The work we do as individuals, and upwards in scale as a species, is first about our survival.  It is what we do, for example, to make money to pay for housing, to feed and clothe our families and to meet our recreational and material interests.  But our work, when we generate new ways of thinking, making and doing, offers something larger.  Our work offers opportunities for self, family, neighbourhood, city, nation, species, to adapt to the changing world.  I imagine these kinds of work in our ancestral tribe of 11,000 in Africa:  find food, prepare food, provide and maintain shelter, look after children, look after the physical and spiritual well-being of the people, and provide wisdom and leadership, as necessary.  In contrast, the kinds of work in today’s cities continue to evolve.  It includes these and many other kinds of work as we continually seek and find new work.  Yet all of these iterations of new work in cities come about when our basic needs are met – when we have time to explore, invent and pursue our passions.

Work is hard.  It may be drudgery, a grind.  It may be a place, but it is more ubiquitous than that: we work at things all day, every day.  When something succeeds, or functions well, we say it ‘works’.  The truth is, work is a ‘work out’.  To get the results we seek we need to be willing to put in effort and ‘work’ at it.  When we do, presumably, it will ‘work’ better.  We have a desire to ‘work’ things through so they ‘work’ better, perhaps easier.  When we search for new work, it becomes a learning impulse, a desire to find new and better ways of doing things that are of interest to each of us.  Whether paid or unpaid work – it is simply what we do as we make our way through life.

Figure A - Our Work and the World

Our work is what we offer the world, whether to make ends meet or because we love to do what we do.  We exchange our work with others for goods and services in return for things we need.  What we offer and what we receive constantly informs and influences us.  Our work offers knowledge and skills to others, who in turn offer us opportunities to do our work.  If we choose, we develop our work further, looking for new ways of thinking, making and doing.  This relationship is what Jane Jacobs called our economic life (Figure A): the transaction between our work and the world.  This relationship is an exchange – a transaction – that is not limited to money, and is much broader.  It is, simply, a relationship between me and the world – the economy.

Work for me these days includes chairing a series of meetings for the City of Edmonton as a group of employees and stakeholders write a growth coordination strategy.
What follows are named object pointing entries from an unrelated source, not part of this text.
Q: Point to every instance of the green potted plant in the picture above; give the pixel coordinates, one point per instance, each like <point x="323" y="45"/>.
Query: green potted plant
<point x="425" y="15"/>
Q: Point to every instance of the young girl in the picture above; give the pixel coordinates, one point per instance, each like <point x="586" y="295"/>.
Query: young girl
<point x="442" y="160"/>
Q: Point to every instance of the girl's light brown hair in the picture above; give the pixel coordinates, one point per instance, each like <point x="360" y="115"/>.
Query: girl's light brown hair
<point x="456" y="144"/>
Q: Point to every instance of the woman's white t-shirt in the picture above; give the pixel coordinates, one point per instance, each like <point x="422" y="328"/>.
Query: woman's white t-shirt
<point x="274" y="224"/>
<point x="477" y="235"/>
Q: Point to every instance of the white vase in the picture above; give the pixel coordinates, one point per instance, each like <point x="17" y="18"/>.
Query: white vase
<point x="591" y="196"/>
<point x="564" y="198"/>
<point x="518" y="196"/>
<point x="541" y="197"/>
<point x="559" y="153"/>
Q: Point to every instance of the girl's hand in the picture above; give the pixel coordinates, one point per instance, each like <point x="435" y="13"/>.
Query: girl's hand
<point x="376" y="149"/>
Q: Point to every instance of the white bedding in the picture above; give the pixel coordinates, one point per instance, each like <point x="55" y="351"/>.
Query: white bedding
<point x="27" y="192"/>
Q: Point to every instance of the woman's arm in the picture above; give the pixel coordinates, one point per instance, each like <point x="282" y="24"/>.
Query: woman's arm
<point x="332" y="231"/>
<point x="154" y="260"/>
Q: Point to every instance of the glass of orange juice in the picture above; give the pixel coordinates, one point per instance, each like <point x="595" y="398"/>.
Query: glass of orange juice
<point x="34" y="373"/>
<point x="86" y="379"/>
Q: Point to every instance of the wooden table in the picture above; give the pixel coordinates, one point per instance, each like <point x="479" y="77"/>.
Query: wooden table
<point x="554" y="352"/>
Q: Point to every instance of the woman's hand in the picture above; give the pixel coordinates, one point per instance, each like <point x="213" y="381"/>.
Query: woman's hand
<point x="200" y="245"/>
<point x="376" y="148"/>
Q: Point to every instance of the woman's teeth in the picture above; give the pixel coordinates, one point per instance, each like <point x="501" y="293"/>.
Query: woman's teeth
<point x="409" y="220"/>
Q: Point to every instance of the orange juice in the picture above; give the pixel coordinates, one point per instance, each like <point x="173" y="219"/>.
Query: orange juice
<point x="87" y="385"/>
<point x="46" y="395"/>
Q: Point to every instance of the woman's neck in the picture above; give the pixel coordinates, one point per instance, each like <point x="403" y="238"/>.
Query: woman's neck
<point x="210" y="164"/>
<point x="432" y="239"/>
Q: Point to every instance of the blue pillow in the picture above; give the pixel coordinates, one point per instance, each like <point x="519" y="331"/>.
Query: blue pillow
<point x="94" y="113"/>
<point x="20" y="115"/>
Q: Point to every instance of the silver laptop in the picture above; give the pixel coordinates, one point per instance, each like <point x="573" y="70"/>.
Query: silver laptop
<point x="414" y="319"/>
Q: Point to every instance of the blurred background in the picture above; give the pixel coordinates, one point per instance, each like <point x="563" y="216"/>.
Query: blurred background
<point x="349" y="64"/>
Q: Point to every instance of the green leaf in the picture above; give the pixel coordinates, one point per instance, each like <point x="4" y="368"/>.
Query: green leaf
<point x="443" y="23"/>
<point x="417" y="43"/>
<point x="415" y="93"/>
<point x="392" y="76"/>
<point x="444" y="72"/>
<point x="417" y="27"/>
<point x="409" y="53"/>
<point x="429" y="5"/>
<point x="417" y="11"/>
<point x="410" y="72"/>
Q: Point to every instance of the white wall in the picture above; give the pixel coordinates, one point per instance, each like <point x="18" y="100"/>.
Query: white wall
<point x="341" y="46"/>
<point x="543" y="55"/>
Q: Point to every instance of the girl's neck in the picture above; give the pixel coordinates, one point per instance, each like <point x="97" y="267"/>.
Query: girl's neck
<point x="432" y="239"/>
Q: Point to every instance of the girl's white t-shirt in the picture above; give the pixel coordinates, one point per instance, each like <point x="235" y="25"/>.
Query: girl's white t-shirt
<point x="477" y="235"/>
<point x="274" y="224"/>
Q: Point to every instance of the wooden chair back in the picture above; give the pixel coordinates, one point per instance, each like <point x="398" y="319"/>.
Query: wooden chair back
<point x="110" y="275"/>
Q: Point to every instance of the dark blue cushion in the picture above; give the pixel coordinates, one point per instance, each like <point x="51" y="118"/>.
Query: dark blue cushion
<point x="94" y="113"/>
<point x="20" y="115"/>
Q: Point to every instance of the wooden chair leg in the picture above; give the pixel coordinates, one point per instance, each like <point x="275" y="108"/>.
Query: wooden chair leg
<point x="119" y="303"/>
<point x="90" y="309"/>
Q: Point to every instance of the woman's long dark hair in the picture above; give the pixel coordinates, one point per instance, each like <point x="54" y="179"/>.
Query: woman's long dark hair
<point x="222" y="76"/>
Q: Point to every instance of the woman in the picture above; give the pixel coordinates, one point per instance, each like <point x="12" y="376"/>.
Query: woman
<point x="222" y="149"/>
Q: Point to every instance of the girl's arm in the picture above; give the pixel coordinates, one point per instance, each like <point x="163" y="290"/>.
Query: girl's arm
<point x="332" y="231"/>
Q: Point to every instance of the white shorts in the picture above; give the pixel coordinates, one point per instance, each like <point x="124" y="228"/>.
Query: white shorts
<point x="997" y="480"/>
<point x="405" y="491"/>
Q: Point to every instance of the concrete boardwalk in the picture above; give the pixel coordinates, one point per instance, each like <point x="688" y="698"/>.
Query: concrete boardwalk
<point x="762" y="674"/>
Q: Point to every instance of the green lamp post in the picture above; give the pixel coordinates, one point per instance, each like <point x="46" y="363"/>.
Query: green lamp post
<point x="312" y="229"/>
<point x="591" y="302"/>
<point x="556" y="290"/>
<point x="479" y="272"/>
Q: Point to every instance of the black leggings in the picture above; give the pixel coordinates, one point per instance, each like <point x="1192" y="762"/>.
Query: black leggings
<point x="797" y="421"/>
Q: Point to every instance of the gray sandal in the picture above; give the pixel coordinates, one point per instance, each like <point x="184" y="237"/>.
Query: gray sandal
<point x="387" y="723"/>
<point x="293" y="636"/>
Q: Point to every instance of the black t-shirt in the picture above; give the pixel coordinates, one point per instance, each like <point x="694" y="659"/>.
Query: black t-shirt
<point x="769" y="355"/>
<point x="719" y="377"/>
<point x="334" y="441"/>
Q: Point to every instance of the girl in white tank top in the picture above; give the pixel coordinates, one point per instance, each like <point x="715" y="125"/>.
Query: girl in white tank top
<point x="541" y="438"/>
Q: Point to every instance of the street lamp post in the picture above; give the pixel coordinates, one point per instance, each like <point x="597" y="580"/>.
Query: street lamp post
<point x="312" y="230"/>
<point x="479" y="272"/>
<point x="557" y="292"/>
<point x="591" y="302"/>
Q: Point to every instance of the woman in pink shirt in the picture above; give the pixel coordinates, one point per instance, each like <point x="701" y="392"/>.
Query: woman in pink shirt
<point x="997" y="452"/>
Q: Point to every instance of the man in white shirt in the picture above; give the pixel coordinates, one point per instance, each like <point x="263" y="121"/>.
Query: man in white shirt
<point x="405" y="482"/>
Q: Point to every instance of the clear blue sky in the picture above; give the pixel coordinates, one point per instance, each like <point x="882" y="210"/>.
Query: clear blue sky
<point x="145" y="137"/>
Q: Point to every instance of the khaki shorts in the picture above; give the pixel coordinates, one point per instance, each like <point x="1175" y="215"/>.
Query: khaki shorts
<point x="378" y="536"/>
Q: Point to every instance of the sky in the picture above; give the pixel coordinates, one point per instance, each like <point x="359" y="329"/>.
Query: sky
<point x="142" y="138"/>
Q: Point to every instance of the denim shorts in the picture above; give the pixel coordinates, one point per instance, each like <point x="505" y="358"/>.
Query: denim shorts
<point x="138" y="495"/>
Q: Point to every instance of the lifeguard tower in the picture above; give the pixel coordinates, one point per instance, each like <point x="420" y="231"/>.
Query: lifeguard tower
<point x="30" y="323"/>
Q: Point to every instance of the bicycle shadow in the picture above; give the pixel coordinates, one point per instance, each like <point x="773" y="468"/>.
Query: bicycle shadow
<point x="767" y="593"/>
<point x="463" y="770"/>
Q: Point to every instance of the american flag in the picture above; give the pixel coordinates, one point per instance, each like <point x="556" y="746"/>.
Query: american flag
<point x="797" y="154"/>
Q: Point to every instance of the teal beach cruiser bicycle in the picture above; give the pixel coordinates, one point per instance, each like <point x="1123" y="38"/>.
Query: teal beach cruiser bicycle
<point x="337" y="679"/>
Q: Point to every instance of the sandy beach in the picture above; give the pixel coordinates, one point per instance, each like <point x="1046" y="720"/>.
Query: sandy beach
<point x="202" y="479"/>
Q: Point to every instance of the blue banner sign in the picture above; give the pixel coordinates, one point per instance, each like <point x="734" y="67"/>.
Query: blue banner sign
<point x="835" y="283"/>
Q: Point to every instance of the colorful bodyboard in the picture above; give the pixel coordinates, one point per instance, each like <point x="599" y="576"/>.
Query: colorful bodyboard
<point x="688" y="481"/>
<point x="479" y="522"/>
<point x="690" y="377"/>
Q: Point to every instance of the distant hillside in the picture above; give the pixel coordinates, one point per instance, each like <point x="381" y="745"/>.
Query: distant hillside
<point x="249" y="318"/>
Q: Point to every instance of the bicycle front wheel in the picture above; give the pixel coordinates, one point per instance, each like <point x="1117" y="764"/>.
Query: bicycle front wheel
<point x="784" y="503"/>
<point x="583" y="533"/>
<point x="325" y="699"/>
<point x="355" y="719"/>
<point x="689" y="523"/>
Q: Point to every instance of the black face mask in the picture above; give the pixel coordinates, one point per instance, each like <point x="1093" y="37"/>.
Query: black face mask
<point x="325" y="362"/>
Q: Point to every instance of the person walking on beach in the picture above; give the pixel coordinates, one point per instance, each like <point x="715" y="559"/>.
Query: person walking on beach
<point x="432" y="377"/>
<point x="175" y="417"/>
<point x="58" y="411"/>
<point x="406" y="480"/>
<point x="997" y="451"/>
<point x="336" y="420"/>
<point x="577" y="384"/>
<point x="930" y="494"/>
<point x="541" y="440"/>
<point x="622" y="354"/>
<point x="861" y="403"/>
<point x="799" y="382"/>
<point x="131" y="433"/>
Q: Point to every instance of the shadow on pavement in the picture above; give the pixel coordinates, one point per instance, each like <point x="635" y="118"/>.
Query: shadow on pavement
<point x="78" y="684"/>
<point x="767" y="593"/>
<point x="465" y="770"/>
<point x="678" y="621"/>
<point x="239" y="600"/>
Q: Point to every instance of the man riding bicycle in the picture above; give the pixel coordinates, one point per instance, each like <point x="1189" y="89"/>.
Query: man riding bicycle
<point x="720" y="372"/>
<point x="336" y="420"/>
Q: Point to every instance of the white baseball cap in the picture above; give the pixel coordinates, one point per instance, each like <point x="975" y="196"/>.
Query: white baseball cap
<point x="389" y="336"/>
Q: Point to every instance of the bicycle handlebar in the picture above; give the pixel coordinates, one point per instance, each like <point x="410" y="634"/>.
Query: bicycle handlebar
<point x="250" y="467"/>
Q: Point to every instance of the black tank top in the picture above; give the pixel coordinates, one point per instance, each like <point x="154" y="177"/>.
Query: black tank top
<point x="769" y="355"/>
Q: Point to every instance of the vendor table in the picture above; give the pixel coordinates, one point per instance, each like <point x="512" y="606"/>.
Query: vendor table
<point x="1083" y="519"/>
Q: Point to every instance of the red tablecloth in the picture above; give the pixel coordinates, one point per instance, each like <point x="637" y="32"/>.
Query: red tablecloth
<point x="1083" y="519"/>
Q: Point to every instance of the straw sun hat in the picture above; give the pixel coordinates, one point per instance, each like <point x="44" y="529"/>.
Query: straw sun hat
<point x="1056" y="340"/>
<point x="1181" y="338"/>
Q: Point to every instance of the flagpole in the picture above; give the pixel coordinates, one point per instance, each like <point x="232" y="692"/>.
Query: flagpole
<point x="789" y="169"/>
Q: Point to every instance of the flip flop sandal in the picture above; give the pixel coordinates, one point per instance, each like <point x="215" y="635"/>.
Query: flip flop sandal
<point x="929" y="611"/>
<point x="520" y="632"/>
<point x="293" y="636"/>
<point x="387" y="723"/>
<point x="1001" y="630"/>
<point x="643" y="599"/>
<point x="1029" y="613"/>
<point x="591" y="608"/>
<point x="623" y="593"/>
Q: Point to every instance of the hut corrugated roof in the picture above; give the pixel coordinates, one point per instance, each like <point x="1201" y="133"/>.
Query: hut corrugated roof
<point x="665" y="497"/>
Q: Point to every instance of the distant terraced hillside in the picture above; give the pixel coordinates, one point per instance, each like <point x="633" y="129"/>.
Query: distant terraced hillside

For this work I am paid.  My work life also includes writing, shoveling my neighbour’s sidewalk, taking my turn to get my son and his friends to soccer practice and my share of housework.  While I am paid for the work with the City, I am not getting paid for the other work, but I do get something in return: I have a good relationship with my neighbor who keeps an eye on our home when we are away, my son’s teammates families take turns driving to practices, and my whole family contributes to the physical well-being of our home so we are all able to participate in activities we enjoy.

This dance between self and other, and what we offer to each other, is our economic life.  Collectively, when we add more and more people into this relationship, I can imagine the relationships in a city: our economic life (Figure B).  When we develop and offer new work, we offer something far greater than we imagine: we create the conditions for more people to create new work and follow their passion.   We create a habitat for innovation.

Figure B - Economic Life in the City

The answer  to Tuesday’s post is that people are growing cities AND cities are growing people.  This is taking place because we create habitats for innovation, cities, which in turn bring new challenges for which we need innovation to resolve.  By doing new things we are changing the world around us, necessitating more adaptation and new work.

Cities are engines of innovation and innovation is the engine of cities.   

It turns out that growing cities is a survival skill.

New work generates cities and the capacities we need to adapt to our changing world.  And the very habitat we build for ourselves – our cities – is where we create that new work.